Closed joouha closed 9 months ago
Hi @joouha
Currently we throw away query and fragments here: https://github.com/fsspec/universal_pathlib/blob/5d844b274d058819af6f900cd190688251a15a3b/upath/core.py#L179
But since only the first argument to UPath is parsed, there's one way to construct the path right now.
>>> upath.UPath("http://example.com/a")
HTTPPath('http://example.com/a')
>>> upath.UPath("http://example.com/", "a?q=123")
HTTPPath('http://example.com/a?q=123')
but joining on this doesn't work correctly, since it just treats it like a filename.
I think the correct way to fix this is adding query and fragment in https://github.com/fsspec/universal_pathlib/blob/5d844b274d058819af6f900cd190688251a15a3b/upath/core.py#L213 if they are present.
And then there needs to be some code that updates query and fragments whenever we join paths. (to do joins correctly this will also require fixing #88)
Would you like to work on a PR? I'll only have time to work on this in about 2-3 weeks from now.
Cheers, Andreas
@ap-- I have an urgent use case for this.

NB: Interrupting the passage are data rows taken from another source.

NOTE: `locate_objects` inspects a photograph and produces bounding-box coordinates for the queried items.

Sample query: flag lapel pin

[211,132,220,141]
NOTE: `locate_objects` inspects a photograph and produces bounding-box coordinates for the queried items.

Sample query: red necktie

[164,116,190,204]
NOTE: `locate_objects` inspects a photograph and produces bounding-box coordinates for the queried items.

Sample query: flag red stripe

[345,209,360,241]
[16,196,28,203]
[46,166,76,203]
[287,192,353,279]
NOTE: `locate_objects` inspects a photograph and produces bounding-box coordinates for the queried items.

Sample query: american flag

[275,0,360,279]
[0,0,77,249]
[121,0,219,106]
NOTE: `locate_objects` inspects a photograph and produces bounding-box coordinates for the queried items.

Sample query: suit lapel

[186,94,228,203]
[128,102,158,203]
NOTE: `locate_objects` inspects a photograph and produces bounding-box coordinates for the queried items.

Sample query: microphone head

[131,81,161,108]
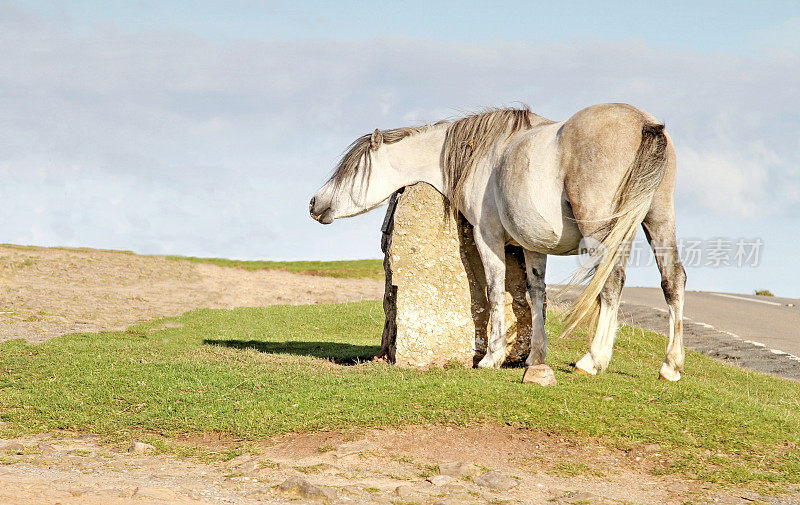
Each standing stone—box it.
[380,183,531,367]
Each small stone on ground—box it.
[475,471,519,491]
[128,442,156,453]
[428,475,453,486]
[278,477,336,500]
[522,365,556,386]
[336,440,372,458]
[439,461,480,477]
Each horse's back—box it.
[558,103,658,233]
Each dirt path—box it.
[0,246,383,343]
[0,426,780,505]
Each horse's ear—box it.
[369,128,383,149]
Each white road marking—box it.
[620,300,800,370]
[709,293,783,307]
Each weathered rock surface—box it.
[278,477,336,501]
[382,183,531,367]
[336,440,372,458]
[427,475,453,486]
[439,461,480,477]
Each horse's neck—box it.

We have a commercial project that tracks different versions of S3 objects using a query parameter::
"s3://udp-spec/manual/force/README.md?versionId=B0zNSMELW__87yfYtZcfcdBw3qxHkFhm"
I know s3.open
can handle it:
fo_old_version = s3.open('versioned_bucket/object', version_id='SOMEVERSIONID')

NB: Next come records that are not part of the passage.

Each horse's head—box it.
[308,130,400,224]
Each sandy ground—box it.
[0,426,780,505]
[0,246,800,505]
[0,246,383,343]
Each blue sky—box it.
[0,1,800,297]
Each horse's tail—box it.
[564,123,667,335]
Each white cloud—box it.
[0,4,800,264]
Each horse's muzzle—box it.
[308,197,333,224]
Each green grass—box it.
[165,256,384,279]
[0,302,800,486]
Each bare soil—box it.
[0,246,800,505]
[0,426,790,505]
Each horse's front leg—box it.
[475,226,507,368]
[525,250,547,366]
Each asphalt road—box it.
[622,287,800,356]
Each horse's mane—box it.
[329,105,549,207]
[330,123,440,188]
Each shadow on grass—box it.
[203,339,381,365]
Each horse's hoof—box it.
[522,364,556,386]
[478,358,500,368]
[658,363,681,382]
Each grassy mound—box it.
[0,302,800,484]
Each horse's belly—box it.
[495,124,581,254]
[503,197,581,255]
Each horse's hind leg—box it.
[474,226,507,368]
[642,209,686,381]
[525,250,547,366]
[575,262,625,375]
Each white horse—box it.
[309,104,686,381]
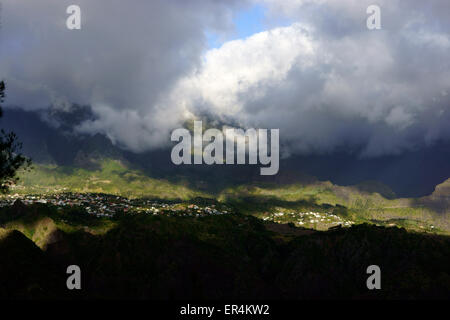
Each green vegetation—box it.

The naive solution is to pass any query parameters as kwargs to open, but I don't know if that might cause problems for others.

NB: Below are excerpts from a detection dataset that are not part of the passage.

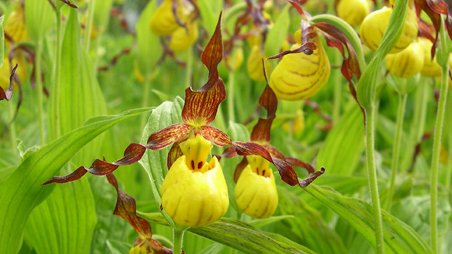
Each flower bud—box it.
[270,39,331,100]
[169,22,198,52]
[359,7,418,53]
[419,37,441,77]
[385,41,424,78]
[235,156,278,218]
[246,45,272,81]
[162,135,229,227]
[337,0,371,26]
[151,0,193,36]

Should I just create a PR against this issue solve my use case, then work with you to figure out how to generalize it?
Or would it be wiser to define a general mechanism for passing "open" parameters, and manually extract the query on my side first?
Hi @drernie,
The issue you are linking to seems to be in a private repository.
upath should already allow you to do this, if you are willing to handle the query parameter yourself:
from upath import UPath
pth = UPath("s3://udp-spec/manual/force/README.md", version_aware=True)
with pth.open(version_id="B0zNSMELW__87yfYtZcfcdBw3qxHkFhm") as f:
data = f.read()
Let me know if that helps!
I'm currently working on a larger refactor to address a few other important issues, and would then address a common way for handling query parameters. If you'd like to contribute, I would ping you once that is ready.
Cheers, Andreas
Ouch. I just realized that
UPath("s3://udp-spec/manual/force/README.md?versionId=B0zNSMELW__87yfYtZcfcdBw3qxHkFhm")
drops the query string.
This seems to imply I have to manually track the version ID everywhere. Is that correct, or is there a way to attach attributes to the UPath?
Did this get somehow addressed in #125 ?
When opening a resource using universal pathlib, the query component of the URI is dropped, resulting in the wrong resource being opened.
For example, running the following:
makes a GET request for
https://duckduckgo.com/
without the query parameter, giving unexpected output.